En terre, rive gauche, côté Ain, sur le tronçon nord de son parcours aindinois (schématiquement de Sermoyer à Feillens)
Localement, cette vaste zone de terres inondables, soumise à de nombreuses contraintes environnementales en raison de sa richesse écologique, et sur laquelle l’agriculture constitue la seule activité économique, est appelée « Prairie. »
Dans l’espace qui nous concerne, elle est artificiellement organisée en une succession de champs d’inondation contrôlés ici appelés « casiers ».
Des périmètres endigués dans lesquels l’homme choisi, si besoin, d’ouvrir les vannes des déversoirs ou des vidanges (voir infographie)
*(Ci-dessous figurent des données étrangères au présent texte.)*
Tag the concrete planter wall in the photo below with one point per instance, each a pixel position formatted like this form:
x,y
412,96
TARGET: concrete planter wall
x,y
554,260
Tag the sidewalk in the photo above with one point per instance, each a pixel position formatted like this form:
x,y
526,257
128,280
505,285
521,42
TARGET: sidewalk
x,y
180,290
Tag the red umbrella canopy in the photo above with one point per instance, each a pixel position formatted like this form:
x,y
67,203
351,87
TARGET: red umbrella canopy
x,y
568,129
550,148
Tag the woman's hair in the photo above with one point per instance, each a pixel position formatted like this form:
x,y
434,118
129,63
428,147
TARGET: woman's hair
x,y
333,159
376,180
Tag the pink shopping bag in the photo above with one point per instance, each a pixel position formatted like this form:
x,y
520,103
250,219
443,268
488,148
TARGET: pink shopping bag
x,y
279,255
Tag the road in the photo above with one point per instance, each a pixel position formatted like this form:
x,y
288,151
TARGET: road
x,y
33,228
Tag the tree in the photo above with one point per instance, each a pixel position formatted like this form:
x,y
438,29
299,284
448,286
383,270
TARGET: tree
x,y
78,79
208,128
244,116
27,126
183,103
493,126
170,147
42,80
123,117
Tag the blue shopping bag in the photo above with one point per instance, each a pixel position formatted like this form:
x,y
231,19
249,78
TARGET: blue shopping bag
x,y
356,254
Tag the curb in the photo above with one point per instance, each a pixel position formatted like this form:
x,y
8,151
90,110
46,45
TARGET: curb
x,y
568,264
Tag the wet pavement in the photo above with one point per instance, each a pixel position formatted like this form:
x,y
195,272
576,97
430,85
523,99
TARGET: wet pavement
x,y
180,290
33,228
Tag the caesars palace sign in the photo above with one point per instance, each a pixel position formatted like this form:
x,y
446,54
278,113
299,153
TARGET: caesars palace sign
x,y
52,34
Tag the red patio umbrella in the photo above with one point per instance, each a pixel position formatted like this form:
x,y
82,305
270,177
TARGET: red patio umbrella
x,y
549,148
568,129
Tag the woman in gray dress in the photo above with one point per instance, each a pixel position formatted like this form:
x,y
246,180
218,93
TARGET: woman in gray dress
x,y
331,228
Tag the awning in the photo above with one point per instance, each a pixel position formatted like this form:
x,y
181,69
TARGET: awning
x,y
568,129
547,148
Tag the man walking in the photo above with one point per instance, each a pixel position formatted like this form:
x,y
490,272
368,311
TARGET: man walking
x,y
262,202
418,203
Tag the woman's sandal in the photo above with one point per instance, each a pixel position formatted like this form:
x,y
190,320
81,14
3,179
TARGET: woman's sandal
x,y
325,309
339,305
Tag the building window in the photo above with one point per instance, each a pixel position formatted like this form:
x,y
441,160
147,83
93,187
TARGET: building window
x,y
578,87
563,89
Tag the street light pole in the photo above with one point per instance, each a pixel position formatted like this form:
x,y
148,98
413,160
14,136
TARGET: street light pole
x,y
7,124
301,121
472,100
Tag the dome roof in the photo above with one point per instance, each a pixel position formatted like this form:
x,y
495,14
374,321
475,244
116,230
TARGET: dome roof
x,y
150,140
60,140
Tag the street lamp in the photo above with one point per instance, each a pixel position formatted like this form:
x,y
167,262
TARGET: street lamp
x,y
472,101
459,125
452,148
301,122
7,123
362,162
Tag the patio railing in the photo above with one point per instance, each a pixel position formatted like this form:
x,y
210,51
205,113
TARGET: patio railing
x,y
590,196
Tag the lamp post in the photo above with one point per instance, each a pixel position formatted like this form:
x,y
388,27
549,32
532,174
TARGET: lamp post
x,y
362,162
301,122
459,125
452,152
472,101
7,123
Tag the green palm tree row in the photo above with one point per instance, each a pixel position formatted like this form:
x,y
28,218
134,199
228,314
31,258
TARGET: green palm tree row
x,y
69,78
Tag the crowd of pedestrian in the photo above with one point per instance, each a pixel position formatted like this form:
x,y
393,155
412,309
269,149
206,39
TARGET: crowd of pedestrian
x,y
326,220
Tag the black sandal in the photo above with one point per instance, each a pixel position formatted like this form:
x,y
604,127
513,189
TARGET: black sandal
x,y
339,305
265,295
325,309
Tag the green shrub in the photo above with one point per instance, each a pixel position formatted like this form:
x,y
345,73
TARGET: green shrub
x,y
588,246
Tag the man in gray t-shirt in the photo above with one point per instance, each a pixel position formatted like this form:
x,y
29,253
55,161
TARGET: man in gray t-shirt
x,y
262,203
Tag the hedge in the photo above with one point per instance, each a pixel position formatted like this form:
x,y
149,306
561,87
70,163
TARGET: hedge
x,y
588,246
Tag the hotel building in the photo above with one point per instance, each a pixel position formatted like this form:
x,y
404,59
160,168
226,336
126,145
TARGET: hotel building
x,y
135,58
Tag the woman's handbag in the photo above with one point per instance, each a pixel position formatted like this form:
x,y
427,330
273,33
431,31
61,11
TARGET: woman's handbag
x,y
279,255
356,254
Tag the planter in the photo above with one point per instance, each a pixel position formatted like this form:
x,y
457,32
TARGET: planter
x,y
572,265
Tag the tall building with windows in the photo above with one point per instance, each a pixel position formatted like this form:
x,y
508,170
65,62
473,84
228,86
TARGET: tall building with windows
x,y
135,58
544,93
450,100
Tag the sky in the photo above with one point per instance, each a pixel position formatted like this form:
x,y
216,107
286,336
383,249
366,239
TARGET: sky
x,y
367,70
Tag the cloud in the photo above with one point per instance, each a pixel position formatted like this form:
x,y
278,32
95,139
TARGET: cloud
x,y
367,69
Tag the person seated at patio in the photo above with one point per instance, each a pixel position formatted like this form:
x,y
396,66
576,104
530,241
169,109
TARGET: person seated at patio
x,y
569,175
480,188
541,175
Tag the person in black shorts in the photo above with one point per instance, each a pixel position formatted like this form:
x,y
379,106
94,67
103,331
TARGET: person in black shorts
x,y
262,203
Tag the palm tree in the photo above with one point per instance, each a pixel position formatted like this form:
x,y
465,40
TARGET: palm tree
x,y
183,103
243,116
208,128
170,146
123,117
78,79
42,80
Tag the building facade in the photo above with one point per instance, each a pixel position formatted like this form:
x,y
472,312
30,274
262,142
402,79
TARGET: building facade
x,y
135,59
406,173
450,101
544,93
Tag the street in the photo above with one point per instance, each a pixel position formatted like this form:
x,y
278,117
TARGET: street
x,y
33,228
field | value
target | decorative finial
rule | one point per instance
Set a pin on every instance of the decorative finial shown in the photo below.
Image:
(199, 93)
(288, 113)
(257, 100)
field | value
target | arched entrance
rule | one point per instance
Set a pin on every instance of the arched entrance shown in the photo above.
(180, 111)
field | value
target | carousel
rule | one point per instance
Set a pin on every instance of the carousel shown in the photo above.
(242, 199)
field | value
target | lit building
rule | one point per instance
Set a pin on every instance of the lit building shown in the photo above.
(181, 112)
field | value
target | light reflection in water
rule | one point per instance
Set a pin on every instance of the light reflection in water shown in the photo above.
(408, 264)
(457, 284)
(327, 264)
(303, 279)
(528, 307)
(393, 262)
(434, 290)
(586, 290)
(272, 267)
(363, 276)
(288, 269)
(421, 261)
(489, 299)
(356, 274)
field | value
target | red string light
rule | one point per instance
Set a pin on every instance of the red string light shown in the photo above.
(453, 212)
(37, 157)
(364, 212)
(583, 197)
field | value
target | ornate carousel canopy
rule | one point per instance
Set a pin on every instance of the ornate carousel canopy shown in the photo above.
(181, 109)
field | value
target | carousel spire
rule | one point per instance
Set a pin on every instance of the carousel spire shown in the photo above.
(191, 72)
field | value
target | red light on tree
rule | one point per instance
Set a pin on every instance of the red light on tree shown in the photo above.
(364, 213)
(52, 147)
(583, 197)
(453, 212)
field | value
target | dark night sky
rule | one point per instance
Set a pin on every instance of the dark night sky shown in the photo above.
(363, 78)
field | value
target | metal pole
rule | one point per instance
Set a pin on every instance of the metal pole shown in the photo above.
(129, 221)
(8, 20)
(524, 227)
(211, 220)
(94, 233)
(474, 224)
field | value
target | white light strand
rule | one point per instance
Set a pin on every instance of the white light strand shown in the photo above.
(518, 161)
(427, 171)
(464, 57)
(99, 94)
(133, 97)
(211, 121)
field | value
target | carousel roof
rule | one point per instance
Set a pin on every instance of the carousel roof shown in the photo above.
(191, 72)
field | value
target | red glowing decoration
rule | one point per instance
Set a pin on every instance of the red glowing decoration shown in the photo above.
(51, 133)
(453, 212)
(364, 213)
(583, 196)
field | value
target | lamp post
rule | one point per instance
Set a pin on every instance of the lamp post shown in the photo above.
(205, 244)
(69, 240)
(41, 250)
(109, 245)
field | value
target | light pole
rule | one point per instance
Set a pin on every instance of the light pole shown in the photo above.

Ils permettent ainsi d’amortir les crues, de sorte à protéger les aires urbaines de l’aval comme Mâcon et surtout Lyon.
Ici, les éleveurs récoltent leur fourrage au début de l’été et font paitre bovins et équins tant que la température l’autorise, de mai à octobre. Par chance, les crues majeures, susceptibles de submerger les digues de 5,20 m et d’inonder ces champs, surviennent généralement l’hiver, quand les bêtes sont rentrées et que le foin est récolté.
Ainsi, les hommes sont parvenus à concilier sur cet espace vulnérable, activité agricole, préservation de l’environnement et protection des espaces urbains contre les crues.
Un équilibre essentiel assuré par les agriculteurs locaux, qui de tout temps, actionnent les vannes des casiers et des nombreux fossés qui drainent la Prairie.